New Delhi (NVI): More than 3 billion people around the world live in agricultural areas with high levels of water shortages and scarcity, the UN Food and Agriculture Organization said in a report.
The FAO’s State of Food and Agriculture (SOFA) 2020 report, showed that the available freshwater resources per person have declined by more than 20 percent over the past two decades globally, underscoring the importance of producing more with less, especially in the agriculture sector.
The report said, “Improved water management, supported by effective governance and strong institutions including secure water tenure and rights will be essential to ensure global food security and nutrition, and contribute to the Sustainable Development Goals (SDGs).”
“Achieving the internationally agreed SDG pledges, including the Zero hunger target (SDG2), is still achievable,” it added.
The SOFA also emphasised that only by ensuring more productive and sustainable use of freshwater and rainwater in agriculture, accounts for more than 70 per cent of global water withdrawals.
“With this report, FAO is sending a strong message,” FAO director-general QU Dongyu warned in the report. “Water shortages and scarcity in agriculture must be addressed immediately and boldly if our pledge to achieve the SDGs is to be taken seriously,” he added.
The report also stressed that, from investing in water-harvesting and conservation in rainfed areas to rehabilitating and modernizing sustainable irrigation systems in irrigated areas, action must be combined with best agronomic practices.
These could involve adopting drought-tolerant crop varieties and improved water management tools, including effective water pricing and allocation tools, such as water rights and quotas, to ensure equitable and sustainable access.
However, effective management strategy must start with water accounting and auditing.
The SOFA also revealed that about 11 percent of the world’s rainfed cropland face frequent drought, as does about 14 percent of pastureland
Moreover, more than 60 percent of irrigated cropland is highly water stressed and 11 countries, all in Northern Africa and Asia, face both challenges, making it urgent and necessary to adopt sound water accounting, clear allocation, modern technologies and to shift to less thirsty crops.

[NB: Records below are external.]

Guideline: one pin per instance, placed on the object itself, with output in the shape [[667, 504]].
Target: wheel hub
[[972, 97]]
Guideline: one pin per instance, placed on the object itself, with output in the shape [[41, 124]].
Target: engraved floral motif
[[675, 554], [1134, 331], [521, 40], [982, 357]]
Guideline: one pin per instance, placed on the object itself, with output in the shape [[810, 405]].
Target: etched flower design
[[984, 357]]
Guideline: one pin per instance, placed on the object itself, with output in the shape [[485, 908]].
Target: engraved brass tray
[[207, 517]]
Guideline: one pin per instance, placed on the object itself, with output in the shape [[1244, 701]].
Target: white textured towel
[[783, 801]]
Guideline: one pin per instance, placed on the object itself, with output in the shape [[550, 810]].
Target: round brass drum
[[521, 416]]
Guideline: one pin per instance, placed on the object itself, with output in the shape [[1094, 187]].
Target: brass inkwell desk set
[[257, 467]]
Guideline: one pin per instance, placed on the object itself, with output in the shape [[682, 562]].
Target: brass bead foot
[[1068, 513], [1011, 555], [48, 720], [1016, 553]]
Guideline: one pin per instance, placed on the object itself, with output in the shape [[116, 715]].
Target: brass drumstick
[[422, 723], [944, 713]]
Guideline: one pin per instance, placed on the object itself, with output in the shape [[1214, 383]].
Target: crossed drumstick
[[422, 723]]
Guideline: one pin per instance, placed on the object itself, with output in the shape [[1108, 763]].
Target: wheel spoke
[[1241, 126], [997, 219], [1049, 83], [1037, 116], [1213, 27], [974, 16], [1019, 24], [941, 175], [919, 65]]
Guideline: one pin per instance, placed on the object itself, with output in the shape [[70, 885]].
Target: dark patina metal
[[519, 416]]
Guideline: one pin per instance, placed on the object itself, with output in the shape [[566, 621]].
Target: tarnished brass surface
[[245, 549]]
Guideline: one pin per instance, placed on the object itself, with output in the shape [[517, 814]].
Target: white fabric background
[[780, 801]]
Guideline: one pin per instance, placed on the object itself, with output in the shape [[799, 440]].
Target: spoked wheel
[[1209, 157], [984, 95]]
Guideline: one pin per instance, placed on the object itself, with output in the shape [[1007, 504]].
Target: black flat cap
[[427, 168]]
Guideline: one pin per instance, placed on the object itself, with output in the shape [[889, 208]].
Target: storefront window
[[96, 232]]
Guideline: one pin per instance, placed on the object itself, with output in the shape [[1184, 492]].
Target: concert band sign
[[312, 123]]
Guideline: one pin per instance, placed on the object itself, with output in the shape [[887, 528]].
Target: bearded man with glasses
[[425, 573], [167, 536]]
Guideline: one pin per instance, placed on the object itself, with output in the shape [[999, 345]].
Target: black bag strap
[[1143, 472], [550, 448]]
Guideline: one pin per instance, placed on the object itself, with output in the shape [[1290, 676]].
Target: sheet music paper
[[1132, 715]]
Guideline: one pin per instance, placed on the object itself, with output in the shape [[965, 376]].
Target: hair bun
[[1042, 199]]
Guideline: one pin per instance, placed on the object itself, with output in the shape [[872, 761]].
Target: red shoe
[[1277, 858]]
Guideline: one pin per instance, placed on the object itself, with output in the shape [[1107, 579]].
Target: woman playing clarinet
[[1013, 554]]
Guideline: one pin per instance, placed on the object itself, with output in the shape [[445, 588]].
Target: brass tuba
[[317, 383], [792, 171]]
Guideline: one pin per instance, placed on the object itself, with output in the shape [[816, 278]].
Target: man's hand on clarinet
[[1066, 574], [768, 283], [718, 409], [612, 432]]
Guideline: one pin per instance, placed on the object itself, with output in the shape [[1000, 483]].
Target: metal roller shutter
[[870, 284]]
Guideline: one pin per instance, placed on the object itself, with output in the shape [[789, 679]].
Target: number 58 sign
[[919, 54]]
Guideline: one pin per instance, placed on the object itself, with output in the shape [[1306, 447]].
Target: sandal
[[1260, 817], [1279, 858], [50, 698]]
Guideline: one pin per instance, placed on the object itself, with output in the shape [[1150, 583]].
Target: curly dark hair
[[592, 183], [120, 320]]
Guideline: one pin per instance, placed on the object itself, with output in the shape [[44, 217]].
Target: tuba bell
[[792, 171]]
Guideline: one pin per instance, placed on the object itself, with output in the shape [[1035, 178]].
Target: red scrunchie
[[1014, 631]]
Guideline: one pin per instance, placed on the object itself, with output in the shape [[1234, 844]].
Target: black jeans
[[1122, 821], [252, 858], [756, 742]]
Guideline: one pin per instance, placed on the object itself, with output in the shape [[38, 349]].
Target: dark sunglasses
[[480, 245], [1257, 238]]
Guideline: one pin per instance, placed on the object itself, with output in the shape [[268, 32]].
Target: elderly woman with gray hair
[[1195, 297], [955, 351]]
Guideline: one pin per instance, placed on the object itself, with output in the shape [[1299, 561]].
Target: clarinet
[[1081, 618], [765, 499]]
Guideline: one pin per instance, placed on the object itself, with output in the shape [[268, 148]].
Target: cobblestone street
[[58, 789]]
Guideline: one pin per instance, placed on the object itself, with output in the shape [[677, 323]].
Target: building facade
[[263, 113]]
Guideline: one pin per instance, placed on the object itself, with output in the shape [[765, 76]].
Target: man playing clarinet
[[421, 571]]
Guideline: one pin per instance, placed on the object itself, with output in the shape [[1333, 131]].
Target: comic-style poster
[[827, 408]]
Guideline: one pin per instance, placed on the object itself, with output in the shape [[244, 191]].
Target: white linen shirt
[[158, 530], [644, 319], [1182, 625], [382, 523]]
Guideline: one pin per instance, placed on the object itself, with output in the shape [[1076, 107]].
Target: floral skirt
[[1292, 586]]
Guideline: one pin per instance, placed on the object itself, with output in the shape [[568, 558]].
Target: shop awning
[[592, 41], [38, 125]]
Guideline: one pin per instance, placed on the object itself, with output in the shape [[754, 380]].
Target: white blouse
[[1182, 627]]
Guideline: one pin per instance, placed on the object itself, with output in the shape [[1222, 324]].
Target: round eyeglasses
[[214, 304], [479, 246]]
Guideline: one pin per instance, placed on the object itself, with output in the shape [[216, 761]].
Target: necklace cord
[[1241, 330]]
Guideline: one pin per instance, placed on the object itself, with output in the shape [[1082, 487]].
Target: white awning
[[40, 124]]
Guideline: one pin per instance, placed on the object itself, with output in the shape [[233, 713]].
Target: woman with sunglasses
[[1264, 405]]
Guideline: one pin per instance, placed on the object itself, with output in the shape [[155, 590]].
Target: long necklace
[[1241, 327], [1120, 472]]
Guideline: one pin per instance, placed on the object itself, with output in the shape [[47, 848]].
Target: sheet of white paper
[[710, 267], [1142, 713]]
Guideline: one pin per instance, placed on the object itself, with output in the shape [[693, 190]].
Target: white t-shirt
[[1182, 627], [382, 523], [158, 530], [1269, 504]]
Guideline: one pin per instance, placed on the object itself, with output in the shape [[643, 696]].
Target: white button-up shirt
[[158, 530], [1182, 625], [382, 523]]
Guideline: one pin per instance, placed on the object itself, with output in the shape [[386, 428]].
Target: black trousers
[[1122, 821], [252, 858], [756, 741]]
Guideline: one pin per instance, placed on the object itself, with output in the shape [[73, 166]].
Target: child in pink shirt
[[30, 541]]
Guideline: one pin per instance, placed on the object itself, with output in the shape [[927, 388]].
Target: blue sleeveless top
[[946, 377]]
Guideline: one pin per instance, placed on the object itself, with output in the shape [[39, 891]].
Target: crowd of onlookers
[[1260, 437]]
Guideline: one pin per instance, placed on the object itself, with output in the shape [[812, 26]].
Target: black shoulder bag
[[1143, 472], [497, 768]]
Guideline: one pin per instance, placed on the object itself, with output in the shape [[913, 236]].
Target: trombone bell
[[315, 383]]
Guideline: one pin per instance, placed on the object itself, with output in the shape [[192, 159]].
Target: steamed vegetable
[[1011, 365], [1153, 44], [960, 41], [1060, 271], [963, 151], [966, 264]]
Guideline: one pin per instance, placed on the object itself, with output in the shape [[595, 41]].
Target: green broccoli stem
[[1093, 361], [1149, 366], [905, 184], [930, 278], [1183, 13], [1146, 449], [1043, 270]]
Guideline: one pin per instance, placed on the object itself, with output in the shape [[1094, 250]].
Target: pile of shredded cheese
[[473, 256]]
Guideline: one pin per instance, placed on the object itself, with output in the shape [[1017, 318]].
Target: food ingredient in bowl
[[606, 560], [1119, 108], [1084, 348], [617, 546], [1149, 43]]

The report found that, about 1.2 billion people — 44 percent of them in rural areas and the others in small urban centers in the countryside live in places where severe water shortages and scarcity challenge agriculture.
At least 40 percent of them live in Eastern and South-eastern Asia and a slightly higher share in Southern Asia, while Central Asia and Northern Africa and Western Asia are also severely affected, it added.
Nearly 50 million people live in sub-Africa areas where severe drought has catastrophic impacts on cropland and pastureland once every three years.
“Although the inherent characteristics of water make it difficult to manage,” the SOFA report notes that water should be recognized as an economic good that has a value and a price. “At the same time, policy and governance support to ensure efficient, equitable and sustainable access for all is essential, it added
Noting that the rural poor can benefit substantially from irrigation, the report recommends that water management plans be problem-focused and dynamic.
Despite that water markets selling water rights are relatively rare, SOFA said that when water accounting is well performed, rights well established and beneficiaries and managing institutions participating, regulated water markets can provide equitable allotments while promoting conservation.